My mom remembered watching the show as a child and dressing up as Batman and Robin with her friends. She introduced me to the show, and like most nostalgic things my parents introduced me to, I was hooked.
The parody show ran originally from 1966 through 1968. Airing twice weekly for the first two seasons, each half hour show ended with a cliff hanger of Batman and Robin in peril with the announcer alluding that the “Worst was yet to come” and to be sure to tune in the “Same Bat time, Same Bat channel.”

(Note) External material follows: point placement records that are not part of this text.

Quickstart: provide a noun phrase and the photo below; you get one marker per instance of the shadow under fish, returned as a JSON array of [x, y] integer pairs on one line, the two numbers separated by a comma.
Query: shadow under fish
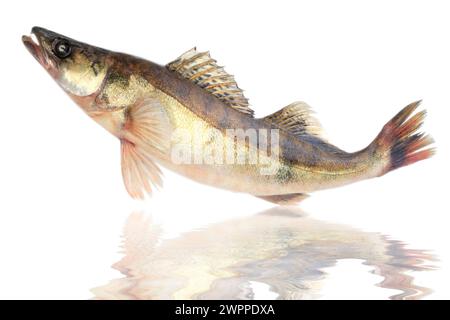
[[281, 247]]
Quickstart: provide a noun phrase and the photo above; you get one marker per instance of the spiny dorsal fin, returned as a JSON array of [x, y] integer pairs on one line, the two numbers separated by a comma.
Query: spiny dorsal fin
[[296, 119], [201, 69]]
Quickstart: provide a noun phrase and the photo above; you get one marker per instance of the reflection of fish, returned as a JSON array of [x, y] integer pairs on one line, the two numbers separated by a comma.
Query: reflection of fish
[[147, 106], [280, 248]]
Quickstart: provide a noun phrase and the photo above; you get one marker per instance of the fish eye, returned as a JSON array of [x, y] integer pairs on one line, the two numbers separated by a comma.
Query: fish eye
[[61, 48]]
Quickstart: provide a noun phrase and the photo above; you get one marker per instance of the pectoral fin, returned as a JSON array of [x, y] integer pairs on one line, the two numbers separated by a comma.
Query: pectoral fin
[[285, 199], [146, 134], [139, 171]]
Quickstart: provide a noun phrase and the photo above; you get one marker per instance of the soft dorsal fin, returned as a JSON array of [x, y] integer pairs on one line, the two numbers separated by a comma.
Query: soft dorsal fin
[[297, 119], [201, 69]]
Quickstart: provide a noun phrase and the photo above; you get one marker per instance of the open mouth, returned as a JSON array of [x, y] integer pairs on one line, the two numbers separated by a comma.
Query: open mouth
[[33, 45]]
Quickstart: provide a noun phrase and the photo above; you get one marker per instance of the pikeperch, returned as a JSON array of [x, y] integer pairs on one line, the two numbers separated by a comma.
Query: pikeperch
[[191, 117]]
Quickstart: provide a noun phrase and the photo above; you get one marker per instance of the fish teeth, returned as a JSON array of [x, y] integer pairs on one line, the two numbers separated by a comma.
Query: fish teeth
[[34, 39]]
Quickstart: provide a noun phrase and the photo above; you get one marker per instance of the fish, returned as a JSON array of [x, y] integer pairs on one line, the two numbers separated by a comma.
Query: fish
[[191, 117]]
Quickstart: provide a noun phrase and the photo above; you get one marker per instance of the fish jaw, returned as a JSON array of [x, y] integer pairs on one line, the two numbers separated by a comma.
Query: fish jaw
[[35, 46]]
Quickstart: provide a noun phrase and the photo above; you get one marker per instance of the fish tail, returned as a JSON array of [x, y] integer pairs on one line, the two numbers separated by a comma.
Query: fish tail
[[400, 143]]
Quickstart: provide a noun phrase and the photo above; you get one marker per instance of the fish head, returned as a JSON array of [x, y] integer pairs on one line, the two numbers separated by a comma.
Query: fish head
[[77, 67]]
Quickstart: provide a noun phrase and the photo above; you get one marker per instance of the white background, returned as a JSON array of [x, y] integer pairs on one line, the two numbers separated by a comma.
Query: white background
[[62, 201]]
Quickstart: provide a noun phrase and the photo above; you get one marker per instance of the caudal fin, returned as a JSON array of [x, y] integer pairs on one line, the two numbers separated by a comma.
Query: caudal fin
[[400, 140]]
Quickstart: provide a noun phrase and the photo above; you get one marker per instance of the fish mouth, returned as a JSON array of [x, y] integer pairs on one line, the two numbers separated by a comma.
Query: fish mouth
[[33, 44]]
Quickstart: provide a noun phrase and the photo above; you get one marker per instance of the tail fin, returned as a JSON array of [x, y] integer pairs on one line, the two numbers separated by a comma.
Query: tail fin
[[400, 141]]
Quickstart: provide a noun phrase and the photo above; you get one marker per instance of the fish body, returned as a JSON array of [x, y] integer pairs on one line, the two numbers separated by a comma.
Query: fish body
[[191, 117]]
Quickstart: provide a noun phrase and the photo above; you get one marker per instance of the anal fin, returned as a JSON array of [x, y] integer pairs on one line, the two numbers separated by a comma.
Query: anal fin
[[285, 199]]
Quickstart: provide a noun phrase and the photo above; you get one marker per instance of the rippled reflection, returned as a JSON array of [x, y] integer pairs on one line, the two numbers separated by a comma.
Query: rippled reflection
[[281, 248]]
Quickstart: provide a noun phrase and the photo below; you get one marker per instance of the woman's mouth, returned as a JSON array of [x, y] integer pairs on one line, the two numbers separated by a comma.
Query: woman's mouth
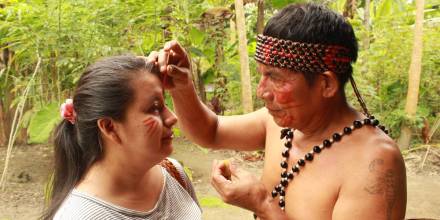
[[168, 136]]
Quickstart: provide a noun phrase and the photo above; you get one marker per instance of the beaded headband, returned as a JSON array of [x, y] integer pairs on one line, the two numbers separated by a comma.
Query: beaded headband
[[302, 57]]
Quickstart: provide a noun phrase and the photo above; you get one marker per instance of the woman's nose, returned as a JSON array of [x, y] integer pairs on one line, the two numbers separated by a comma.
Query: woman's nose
[[169, 119]]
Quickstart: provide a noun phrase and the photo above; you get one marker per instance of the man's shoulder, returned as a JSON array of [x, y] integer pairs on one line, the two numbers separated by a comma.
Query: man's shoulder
[[374, 153], [374, 143]]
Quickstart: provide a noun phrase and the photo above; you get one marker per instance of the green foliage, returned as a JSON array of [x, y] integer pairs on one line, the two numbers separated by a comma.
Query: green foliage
[[42, 123], [69, 35]]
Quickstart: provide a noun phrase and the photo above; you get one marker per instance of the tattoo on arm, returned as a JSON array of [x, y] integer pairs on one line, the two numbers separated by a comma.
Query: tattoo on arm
[[384, 184]]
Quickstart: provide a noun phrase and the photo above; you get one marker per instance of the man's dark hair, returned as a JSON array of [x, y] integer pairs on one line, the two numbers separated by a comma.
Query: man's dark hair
[[311, 23]]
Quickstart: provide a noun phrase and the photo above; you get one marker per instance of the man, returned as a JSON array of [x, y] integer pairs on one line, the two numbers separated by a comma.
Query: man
[[332, 162]]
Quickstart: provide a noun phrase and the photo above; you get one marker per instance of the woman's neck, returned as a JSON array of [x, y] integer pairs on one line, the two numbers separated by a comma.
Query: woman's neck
[[113, 176]]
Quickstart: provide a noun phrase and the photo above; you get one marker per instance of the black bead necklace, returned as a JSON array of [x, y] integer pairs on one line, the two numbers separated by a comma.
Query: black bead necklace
[[287, 134]]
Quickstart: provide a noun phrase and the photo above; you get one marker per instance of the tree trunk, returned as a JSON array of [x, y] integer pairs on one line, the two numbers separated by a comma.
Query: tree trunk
[[233, 28], [2, 125], [198, 81], [260, 17], [246, 91], [366, 22], [366, 38], [414, 76], [349, 9]]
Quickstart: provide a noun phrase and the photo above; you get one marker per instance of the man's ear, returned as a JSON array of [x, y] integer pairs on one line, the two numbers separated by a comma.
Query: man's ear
[[107, 129], [329, 84]]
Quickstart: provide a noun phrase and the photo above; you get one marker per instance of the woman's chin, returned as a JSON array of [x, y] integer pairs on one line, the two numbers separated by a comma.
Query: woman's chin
[[167, 147]]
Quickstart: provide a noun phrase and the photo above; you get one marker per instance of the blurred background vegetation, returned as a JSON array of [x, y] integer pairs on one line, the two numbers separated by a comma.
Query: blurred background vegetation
[[46, 44]]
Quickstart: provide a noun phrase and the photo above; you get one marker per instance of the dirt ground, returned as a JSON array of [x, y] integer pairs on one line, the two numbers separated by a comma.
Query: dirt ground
[[23, 197]]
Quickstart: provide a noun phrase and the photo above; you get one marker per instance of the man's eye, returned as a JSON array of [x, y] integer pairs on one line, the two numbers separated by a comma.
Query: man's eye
[[156, 108]]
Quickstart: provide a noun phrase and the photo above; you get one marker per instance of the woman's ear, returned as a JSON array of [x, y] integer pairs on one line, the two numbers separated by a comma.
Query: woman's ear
[[108, 131], [329, 84]]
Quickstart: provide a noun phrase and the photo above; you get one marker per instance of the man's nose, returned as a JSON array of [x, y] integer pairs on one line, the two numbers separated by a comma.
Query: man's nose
[[263, 90], [169, 119]]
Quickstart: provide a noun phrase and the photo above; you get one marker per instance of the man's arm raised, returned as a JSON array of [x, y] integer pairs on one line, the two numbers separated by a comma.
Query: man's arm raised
[[198, 122]]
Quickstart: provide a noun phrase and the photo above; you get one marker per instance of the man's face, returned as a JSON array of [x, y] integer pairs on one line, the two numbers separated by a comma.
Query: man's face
[[287, 95]]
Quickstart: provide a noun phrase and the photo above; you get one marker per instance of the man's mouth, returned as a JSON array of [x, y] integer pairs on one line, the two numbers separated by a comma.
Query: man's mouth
[[168, 135]]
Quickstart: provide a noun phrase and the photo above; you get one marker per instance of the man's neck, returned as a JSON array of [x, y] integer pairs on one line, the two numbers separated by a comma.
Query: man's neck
[[328, 121]]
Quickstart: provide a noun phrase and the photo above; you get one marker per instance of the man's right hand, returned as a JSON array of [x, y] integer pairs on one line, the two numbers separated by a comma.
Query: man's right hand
[[174, 65]]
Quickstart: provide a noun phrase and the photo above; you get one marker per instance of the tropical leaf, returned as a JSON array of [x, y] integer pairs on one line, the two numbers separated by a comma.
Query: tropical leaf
[[42, 123]]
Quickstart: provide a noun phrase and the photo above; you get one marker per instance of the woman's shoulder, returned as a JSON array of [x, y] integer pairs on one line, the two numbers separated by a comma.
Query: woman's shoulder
[[77, 206]]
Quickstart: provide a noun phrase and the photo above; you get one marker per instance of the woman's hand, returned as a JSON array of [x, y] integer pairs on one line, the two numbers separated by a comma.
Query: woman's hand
[[174, 66]]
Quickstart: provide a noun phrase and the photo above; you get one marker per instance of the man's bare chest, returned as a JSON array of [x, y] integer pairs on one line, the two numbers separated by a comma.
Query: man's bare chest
[[313, 190]]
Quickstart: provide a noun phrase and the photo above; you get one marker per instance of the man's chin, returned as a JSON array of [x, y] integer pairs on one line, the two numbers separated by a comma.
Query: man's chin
[[284, 122]]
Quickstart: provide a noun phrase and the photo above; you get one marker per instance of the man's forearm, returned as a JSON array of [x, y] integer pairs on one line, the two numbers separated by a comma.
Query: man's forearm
[[197, 121]]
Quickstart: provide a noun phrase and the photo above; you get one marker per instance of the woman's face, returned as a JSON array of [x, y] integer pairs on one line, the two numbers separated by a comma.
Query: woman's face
[[146, 129]]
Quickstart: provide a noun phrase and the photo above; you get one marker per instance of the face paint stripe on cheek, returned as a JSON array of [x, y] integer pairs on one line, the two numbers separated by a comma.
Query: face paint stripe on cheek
[[151, 124], [283, 97]]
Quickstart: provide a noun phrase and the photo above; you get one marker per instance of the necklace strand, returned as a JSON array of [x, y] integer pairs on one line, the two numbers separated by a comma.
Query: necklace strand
[[287, 134]]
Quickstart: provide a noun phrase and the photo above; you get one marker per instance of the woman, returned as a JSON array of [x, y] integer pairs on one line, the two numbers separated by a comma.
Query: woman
[[108, 149]]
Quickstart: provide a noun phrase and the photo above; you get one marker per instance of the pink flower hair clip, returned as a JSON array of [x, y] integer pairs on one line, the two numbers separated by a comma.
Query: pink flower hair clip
[[67, 111]]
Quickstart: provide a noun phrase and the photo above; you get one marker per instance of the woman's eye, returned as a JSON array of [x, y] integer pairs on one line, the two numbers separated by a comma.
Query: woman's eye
[[156, 108]]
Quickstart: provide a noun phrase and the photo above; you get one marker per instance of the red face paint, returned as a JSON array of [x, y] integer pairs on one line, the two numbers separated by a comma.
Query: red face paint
[[283, 95], [151, 124]]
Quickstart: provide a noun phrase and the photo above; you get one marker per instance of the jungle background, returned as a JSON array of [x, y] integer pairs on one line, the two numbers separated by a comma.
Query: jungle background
[[46, 44]]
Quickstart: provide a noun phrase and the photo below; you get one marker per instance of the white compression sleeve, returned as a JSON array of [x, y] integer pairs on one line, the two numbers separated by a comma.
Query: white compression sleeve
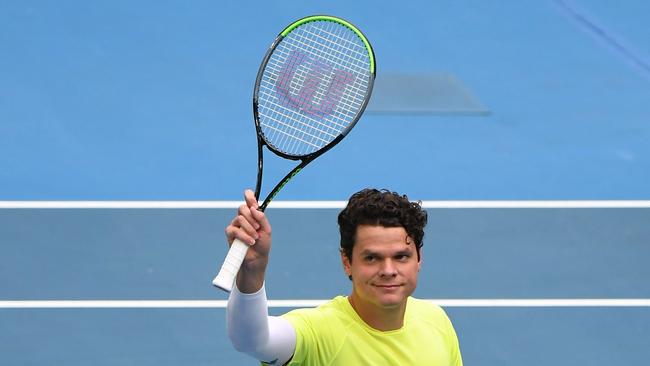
[[252, 331]]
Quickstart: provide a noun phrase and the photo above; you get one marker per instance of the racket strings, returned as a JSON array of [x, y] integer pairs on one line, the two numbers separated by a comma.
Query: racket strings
[[312, 87]]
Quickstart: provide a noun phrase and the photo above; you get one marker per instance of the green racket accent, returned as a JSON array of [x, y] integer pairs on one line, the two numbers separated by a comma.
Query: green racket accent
[[336, 20]]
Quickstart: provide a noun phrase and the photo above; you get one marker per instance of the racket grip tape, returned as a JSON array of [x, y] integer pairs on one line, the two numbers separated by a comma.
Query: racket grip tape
[[231, 265]]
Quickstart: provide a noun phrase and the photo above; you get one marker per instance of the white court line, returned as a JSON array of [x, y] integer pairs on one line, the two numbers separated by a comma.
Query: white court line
[[185, 304], [314, 204]]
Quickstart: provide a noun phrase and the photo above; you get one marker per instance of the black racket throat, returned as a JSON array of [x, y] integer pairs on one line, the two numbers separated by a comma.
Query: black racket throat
[[304, 160]]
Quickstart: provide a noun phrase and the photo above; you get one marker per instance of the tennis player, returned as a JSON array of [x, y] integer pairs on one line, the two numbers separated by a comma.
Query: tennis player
[[379, 323]]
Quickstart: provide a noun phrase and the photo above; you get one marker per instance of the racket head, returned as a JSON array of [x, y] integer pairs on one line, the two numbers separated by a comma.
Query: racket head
[[312, 86]]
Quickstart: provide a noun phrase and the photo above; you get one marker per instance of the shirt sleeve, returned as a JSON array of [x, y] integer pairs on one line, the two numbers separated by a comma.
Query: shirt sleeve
[[269, 339]]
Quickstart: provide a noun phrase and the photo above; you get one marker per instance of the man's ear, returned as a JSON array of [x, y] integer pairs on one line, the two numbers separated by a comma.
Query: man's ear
[[346, 263]]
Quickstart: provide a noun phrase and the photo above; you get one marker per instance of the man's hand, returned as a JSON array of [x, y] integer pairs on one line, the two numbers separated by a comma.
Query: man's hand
[[253, 228]]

The lines Batman said were delivered in the most serious manner but meant to be ridiculous and humorous. Robin’s character on the show is characterized by his exclamations of “Holy,” connected to what he and Batman were discussing.
Every night “Batman” aired, I would sit watching with what I called my “Holy List.” . And I tried to write down every single “holy” uttered during the show.
I still have my “Holy List,” and it’s sitting beside me as I write this. Creased with fold marks and with faded pencil writing, my list ended up being nine pages, some front and back. Included on the list are some of the Riddler’s puzzles scrawled in the margins.
A few of my favorite Robin “Holy” quotations:
-Holy purple cannibal
-Holy reverse priority
-Holy missing relatives
-Holy Fourth Amendment
-Holy Rip Van Winkle
-Holy diversionary tactics
-Holy uncanny photographic mental process
-Holy squirrel cage
The show was a favorite of some of Hollywood’s top celebrities including Natalie Wood, Frank Sinatra and Cary Grant. All three wanted to guest star but were never able to be fit in.
The primary villains on the show were the Riddler, played by Frank Gorshwin; the Joker, played by Cesar Romero; the Penguin, played by Burgess Meredith; and Catwoman, played by Julie Newmar, Eartha Kitt and Lee Meriwether (in the film).
The show included celebrity guest stars who would play villains on the show including Tallulah Bankhead as the Blackwidow, Van Johnson as the Minstrel, Roddy McDowell as Bookworm, or Vincent Price as Egghead. Other times, stars like Jerry Lewis would appear when they were looking out the window as Batman and Robin scaled a wall.
Two other classic Hollywood stars appear on the show as regular. Neil Hamilton plays Commissioner Gordon. Hamilton was in several 1930s films, usually playing a cad who jilted a woman. Alan Napier plays Alfred the butler. Napier was a character actor in the 1930s through the 1970s, appearing in films such as “Lassie” (1943) or “The Uninvited” (1944).
On the show, Batman also had the most impressive gadgets including shark repellent (in the 1966 Batman film) or Bat sleeping gas used to knock out bad guys and take them back to the Bat Cave. However, while fighting crime, Batman always reminded Robin that safety and responsibility had to come first- often telling him to put on his seatbelt in the BatMobile or to do his algebra homework.
For years, I waited for the series to be released on DVD. I happily watched as seasons of my other favorite classic television shows such as “My Three Sons,” “Emergency” and “Adam-12” were released, and constantly wondered, “But what about Batman?”
When the announcement came earlier in 2014 that the television series would be released by Warner Brothers this November, I was overjoyed. I guess sometimes it’s the simple, material things that keep us going. Complications with rights prevented the release of the television show.
Now owning the first season of “Batman” on DVD, I found it just as delightful as I did when I was 13. The color and picture on the DVD is vibrant and looks great. My only qualm is that it looks like rather than releasing the full second season on DVD, the seasons are being split up in two parts- similar to how Warner released “My Three Sons.”
Whether you find Adam West cheesy as Batman or not, there is no denying that the television show is a pleasant and fun way to spend a spare hour.